French Black Marble Pendulum Clock Mangaldas Estate

French Black Marble Pendulum Mantel Clock

A companion to these is the Black Marble Pendulum Clock by Samuel Marti et Cie, a study in neoclassical restraint. The dial floats above a visible pendulum, combining decorative poise with mechanical precision. It remained in use within the family for decades, remembered by descendants as one of the clocks their father continued to wind and keep running.

Family recollection: “The skeleton and the marble clocks worked through my father’s generation,” remembers Mita Sujan, Sir Mangaldas’s great-great-granddaughter. “My father would wind them—just as his father and grandfather had done before him.

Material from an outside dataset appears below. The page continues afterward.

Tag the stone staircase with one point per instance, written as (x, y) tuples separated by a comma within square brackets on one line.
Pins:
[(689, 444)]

Their gentle ticking filled the house; their winding was an act of care.” Such memories turn these timepieces from instruments of measure into vessels of family affection.

French Alabaster Calendar Mantel Clock Mangaldas Estate

A French Alabaster Calendar Mantel Clock

Equally refined is the French Alabaster Calendar Mantel Clock, its pale case enclosing enamel dials that record the hour, date, and moon phase. Such pieces served as mechanical almanacs, bringing order to the household and reminding us how the lunar cycle once guided both agriculture and social life. The movement, also by Japy Frères, bears the company’s 1855 honour.

Chinese Carved Hardwood Figure Laughing Buddha Mangaldas Estate

Chinese Carved Hardwood Figure of Budai (Laughing Buddha)

Among the sculptural treasures, two Chinese Hardwood Figures of Budai, the Laughing Buddha, bring warmth and memory. One standing, the other seated, they were rubbed for luck by generations of children—an intimate gesture that turned imported symbolism into family ritual.

Pair of Carved Alabaster Lions After the Medici Lions Mangaldas Estate

Pair of Carved Alabaster Lions, After the Medici Lions

Another striking lot is a Pair of Carved Alabaster Lions after the famed Medici guardians of Florence, their translucent stone glowing softly under light.

Italian Alabaster Sculpture After Luigi Pampaloni

Italian Alabaster Sculpture of a Praying Boy After Luigi Pampaloni

The Italian pieces add a quieter grace: an alabaster Guardian Angel, serene in prayer; Canova’s Three Graces, their intertwined forms capturing unity and beauty; and a Praying Boy after Luigi Pampaloni, remarkable for its subject with delicately carved curls, serene in prayer, perched on a plush cushion. These sculptures, devotional and neoclassical in turn, carried European ideals of harmony into the Bombay home.

Together, the timepieces and treasures from the Mangaldas Estate trace a continuum—from the clockmaker’s precision to the sculptor’s poise, from European ateliers to Bombay parlours. Wound, polished, and cared for across generations, they preserve not only the measure of hours but the intimacy of family memory—a living record of time kept beautifully now open to the public for the very first time.